Emma Carroll interviewed by Graham Marks


Emma Carroll is a secondary school English teacher. She has also worked as a news reporter, an avocado picker and the person who punches holes into filofax paper. She  graduated with distinction from Bath Spa University's MA in Writing For Young People.

Emma Carroll talks to Graham Marks about her fascination with cold and love of modern gothic writing.

Could we begin with a few background details…biographical notes…and the journey you took to become a writer.

I come from Somerset - Somerset born and bred - and as a child I was always very keen on writing stories but I didn’t actually start writing seriously until 2009, when I went on an Arvon course with the school where I taught English. While I was there I started writing again, and as a result of going on that course I ended up doing an MA in Creative Writing at Bath Spa University, which took me two years. And as a result of that I got an agent and my first book came out in 2013. So, yeah, a bit of a late starter, really.

So you’d written as a child, but had you always wanted to be a writer?

Yeah, absolutely, it was one of those things that was always a sort of dream job, really, in the back of my mind. It was why I became an English teacher, because I loved books, I loved reading and I loved writing, but I didn’t really think I had it in me to write whole novels.

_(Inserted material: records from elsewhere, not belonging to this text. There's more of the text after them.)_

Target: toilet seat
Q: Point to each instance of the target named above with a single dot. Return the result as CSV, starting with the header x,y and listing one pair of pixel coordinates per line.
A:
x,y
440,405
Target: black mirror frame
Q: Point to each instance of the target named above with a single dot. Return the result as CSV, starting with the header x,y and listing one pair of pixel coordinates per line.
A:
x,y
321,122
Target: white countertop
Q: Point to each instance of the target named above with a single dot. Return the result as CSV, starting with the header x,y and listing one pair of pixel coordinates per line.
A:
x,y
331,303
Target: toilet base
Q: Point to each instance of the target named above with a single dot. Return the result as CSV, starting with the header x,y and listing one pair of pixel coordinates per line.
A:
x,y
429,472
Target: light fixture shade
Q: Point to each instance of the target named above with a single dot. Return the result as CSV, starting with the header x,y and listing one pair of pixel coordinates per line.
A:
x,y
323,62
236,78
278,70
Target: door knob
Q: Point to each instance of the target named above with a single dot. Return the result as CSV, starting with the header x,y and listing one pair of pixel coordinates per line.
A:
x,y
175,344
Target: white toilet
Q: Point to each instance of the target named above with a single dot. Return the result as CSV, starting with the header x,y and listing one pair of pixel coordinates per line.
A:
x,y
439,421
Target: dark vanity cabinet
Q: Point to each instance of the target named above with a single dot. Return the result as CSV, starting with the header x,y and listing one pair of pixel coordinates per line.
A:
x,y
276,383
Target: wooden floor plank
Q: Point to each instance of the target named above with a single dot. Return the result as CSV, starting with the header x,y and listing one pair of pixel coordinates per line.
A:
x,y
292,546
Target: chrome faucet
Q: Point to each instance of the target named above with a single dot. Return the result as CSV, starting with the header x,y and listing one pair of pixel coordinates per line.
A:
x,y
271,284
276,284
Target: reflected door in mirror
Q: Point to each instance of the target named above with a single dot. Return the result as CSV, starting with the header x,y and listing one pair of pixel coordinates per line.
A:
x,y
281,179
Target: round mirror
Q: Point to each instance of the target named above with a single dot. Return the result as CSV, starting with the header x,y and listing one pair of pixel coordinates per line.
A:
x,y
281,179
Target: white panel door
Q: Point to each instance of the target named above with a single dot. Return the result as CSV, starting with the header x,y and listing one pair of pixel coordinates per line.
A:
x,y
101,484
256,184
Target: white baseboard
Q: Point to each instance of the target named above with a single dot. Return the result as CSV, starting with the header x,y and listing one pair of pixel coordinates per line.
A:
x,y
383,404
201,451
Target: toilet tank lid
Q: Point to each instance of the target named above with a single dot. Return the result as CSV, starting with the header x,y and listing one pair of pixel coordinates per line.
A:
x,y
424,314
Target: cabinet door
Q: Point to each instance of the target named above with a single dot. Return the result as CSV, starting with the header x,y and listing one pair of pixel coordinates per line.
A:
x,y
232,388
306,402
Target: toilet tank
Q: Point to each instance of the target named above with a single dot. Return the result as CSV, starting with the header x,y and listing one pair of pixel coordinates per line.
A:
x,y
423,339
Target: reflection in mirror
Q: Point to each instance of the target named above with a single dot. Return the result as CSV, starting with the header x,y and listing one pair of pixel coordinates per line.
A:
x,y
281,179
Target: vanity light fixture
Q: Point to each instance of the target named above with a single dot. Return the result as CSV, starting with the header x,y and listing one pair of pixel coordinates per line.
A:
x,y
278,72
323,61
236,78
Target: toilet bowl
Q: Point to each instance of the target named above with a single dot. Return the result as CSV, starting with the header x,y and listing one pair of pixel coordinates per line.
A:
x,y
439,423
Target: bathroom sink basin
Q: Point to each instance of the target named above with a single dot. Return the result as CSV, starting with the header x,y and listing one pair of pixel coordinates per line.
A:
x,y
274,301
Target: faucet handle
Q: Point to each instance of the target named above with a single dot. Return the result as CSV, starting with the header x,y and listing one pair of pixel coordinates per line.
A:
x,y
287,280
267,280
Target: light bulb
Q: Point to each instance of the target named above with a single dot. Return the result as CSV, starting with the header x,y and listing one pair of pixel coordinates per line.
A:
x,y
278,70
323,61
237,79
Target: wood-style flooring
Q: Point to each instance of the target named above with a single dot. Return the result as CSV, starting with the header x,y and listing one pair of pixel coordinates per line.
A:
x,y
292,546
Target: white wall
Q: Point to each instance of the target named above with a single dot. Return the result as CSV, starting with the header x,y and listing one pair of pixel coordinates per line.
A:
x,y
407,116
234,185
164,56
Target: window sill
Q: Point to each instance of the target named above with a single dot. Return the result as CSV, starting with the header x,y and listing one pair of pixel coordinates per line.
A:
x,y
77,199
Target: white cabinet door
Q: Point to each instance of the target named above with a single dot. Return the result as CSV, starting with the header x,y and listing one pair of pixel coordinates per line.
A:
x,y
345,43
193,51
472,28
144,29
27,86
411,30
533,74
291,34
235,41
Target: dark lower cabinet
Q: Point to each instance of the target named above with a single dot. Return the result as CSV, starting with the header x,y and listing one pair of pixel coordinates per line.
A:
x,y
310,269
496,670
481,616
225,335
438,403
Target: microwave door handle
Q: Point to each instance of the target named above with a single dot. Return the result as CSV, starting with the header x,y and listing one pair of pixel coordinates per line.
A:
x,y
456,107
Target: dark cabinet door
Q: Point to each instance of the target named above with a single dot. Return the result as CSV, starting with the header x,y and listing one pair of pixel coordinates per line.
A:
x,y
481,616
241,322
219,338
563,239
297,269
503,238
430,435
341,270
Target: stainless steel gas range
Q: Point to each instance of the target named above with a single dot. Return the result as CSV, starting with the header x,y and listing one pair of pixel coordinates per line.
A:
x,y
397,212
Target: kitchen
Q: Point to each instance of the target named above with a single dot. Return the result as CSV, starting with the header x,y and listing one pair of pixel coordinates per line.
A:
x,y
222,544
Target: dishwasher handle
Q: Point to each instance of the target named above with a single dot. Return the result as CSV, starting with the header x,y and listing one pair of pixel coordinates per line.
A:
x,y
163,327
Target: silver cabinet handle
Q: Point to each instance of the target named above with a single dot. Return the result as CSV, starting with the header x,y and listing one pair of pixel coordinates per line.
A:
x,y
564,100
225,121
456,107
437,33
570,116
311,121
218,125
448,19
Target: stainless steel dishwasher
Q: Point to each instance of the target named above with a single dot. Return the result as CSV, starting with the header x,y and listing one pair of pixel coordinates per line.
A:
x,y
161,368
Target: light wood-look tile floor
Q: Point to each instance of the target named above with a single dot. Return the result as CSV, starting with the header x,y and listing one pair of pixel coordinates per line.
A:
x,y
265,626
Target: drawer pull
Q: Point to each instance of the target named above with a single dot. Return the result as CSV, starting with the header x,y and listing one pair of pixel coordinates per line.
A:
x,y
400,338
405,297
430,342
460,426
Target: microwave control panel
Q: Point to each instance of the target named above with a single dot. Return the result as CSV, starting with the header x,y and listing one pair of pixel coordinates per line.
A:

I think you get to a point where you read so much that you realize there are plenty of people out there who can do it better than you can, so you tend to back off and end up reading books instead of writing them.

Did you give up work to go on the creative writing course?

I was working part time, and it was just lucky that the timetable for the MA just happened to fit in with the day I had off each week…it all felt fated, in a way, all happening at the right time. I haven’t actually given up work yet, in fact this summer is my last term of teaching, and as from this September I’ll be writing full time. So that’s where we are.

You said earlier that, in your mind, writing would be a dream job…now that you’ve got it, is that true?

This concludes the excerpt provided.